Below are some of the unique system files in Windows 2000 (These are not found in
Windows 9.x)

NTLDR: It is similar to Windows 9x IO.SYS file.
NTLDER is used to coordinate the system's startup procedure and locating and initializing
other required startup files.

NTDETECT.COM: Windows 2000 boot process file that is responsible for gathering
information about hardware that currently exists in the system. NTDETECT sends this
information to NTLDR. NTLDR writes this information in the Window Registry.

BOOT.INI: This file is used if the computer has more than one Operating System installed.
If you have more than one OS on the computer, not unusual in today's business
environment, at startup you must select which OS to use. BOOT.INI displays your OS
choices at startup.

NTBOOTDD.SYS: This file allows Windows 2000 to boot from a SCSI device
.
REGEDT32: Windows 2000, to edit the registry uses REGEDT32 and REGEDIT.

Computer Management: Has the utilities for the system's security, disk management and
printers.
To access: Start>Programs>Administrative Tools>Computer Manager

Windows 2000 Compression and Encryption.

Windows 2000 allows file and folder compression and encryption. Windows 9x you must
use a third-party utility. There are plenty of good third party utilities available.

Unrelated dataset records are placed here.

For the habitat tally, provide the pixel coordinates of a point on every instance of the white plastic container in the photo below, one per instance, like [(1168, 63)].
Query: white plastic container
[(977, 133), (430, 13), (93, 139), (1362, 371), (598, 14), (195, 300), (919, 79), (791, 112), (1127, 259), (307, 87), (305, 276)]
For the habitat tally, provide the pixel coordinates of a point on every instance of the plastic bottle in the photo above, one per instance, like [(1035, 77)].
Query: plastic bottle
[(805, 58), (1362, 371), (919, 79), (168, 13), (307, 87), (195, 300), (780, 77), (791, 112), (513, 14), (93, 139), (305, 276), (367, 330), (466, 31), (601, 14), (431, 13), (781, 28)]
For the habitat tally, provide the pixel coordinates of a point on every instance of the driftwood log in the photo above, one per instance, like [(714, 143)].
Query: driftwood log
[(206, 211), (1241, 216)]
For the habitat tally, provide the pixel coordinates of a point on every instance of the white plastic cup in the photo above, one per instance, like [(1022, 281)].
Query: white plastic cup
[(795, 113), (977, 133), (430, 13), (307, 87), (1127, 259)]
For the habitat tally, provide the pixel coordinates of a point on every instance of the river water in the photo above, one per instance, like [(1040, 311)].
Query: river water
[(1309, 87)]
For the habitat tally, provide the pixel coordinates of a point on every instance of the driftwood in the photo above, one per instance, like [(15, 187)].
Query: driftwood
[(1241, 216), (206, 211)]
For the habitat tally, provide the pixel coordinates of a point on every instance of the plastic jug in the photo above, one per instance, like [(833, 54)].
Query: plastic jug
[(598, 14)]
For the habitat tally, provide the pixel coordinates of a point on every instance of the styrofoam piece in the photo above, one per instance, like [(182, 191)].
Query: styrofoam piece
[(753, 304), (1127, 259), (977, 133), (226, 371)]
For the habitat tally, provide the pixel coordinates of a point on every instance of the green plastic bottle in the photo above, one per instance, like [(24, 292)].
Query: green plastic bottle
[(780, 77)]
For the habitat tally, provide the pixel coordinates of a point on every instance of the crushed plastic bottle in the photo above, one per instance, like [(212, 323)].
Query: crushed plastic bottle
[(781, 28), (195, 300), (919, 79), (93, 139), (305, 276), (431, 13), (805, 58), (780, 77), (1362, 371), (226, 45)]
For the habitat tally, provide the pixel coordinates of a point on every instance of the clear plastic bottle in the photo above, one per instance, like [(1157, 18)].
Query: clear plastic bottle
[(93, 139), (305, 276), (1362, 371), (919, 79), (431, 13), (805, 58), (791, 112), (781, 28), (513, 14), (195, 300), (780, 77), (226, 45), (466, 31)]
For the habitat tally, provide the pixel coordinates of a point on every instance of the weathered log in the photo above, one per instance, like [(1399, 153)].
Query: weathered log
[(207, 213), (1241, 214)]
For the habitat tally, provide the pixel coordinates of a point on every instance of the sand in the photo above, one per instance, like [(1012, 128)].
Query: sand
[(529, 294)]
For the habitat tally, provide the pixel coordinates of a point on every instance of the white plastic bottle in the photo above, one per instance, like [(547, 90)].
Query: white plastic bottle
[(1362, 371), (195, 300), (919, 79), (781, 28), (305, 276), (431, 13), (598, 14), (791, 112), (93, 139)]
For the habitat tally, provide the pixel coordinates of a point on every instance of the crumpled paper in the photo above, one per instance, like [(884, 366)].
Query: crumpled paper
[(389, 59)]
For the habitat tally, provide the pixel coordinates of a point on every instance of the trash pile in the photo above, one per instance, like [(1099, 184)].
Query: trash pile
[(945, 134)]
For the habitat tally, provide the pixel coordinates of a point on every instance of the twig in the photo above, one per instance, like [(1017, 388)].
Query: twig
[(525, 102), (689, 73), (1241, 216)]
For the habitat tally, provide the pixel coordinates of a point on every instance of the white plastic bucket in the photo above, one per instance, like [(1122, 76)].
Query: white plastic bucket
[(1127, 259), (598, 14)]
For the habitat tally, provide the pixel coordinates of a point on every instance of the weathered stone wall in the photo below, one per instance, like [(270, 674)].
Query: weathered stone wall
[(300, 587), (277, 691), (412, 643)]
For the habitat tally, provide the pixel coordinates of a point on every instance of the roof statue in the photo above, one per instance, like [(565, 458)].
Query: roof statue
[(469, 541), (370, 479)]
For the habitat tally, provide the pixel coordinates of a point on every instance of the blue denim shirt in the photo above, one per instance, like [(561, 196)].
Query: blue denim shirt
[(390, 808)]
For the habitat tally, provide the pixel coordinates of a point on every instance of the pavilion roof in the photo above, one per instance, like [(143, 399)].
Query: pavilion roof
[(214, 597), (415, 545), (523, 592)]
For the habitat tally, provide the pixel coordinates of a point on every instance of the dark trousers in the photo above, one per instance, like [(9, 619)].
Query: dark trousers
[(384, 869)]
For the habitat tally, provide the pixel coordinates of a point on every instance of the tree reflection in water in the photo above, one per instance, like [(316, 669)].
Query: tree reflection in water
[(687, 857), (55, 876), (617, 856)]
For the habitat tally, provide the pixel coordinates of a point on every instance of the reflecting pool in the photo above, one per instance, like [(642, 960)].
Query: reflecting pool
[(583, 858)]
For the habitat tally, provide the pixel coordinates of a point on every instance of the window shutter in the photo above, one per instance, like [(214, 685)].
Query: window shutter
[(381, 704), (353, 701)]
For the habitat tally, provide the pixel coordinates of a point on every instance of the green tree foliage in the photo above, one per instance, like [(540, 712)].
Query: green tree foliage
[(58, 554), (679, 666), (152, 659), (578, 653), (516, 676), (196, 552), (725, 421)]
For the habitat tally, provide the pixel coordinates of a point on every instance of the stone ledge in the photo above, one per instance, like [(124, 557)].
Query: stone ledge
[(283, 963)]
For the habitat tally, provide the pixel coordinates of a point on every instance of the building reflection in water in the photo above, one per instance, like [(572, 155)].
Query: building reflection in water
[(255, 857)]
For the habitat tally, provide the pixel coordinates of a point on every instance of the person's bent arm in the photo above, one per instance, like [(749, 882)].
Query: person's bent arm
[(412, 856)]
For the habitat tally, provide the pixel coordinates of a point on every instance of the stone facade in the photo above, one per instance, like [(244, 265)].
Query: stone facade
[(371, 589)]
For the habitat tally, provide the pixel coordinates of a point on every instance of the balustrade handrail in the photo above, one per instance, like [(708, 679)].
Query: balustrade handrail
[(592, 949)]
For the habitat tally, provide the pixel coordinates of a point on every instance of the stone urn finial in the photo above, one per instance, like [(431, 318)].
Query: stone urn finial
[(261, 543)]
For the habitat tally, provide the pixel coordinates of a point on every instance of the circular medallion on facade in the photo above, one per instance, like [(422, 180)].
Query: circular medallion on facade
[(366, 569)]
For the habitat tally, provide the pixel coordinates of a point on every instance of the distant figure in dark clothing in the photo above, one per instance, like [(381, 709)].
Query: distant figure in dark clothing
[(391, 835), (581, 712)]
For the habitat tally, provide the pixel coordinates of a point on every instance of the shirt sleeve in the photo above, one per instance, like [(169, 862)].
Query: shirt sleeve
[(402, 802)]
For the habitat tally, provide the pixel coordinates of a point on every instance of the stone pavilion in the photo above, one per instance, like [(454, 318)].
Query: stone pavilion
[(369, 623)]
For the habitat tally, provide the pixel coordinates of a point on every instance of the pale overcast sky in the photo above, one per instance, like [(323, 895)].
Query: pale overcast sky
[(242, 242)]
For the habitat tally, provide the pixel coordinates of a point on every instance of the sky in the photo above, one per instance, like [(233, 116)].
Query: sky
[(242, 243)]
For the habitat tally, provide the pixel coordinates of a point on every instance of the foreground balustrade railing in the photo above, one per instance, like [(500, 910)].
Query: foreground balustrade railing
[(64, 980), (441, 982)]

Windows 2000 Compression: Remember, Windows 2000 Compression can only be applied
on hard drives that uses the NTFS file system.

Windows 2000 Encryption: Remember, Compressed files and folders CAN NOT be
encrypted.

To access Encryption, you must use the Advanced Properties dialog box of the file/folders.

Disk Management

FAT: Stands for file allocation table.

FAT32: Supports up to 2 terabytes (TB) of drive capacity. It recognizes a greater number
of clusters and cluster sizes are usually smaller...4KB.

FAT32 is available for Windows 98, Windows 2000 and Windows 95 OSR2 and later.

The NT line of Operating Systems uses NTFS files systems that follow. Windows NT and
Windows 2000.
NTFS5: Available in Windows 2000, NTFS5 improves on NTFS4 by allowing native
encryption.
Windows 2000 Installation Process

Please note: There are some differences when installing Windows 2000.

One major difference is that Windows 2000 comes with its own format utility. Windows
2000 partitioning utility can create FAT16, FAT32 or NTFS partition. Whereas, Windows
9x is limited in the number of partition (4), Windows 2000 is not.

Windows 2000 installation CD can be used as a boot-up disk, if the computer's BIOS
supports booting from the CD-ROM. If you are going to install Windows 2 on a
computer, that supports Windows 2 minimum requirements, than its BIOS will probably
support booting up from a CD.

Windows 2000-installation utility is WINNT.EXE.
Please note: Windows 2000, CAN NOT operate in real mode.

Real Mode: does not support multitasking (Remember Window 3.x and DOS are not
multitasking.)

Applications that run in real mode usually run by accessing the hardware directly.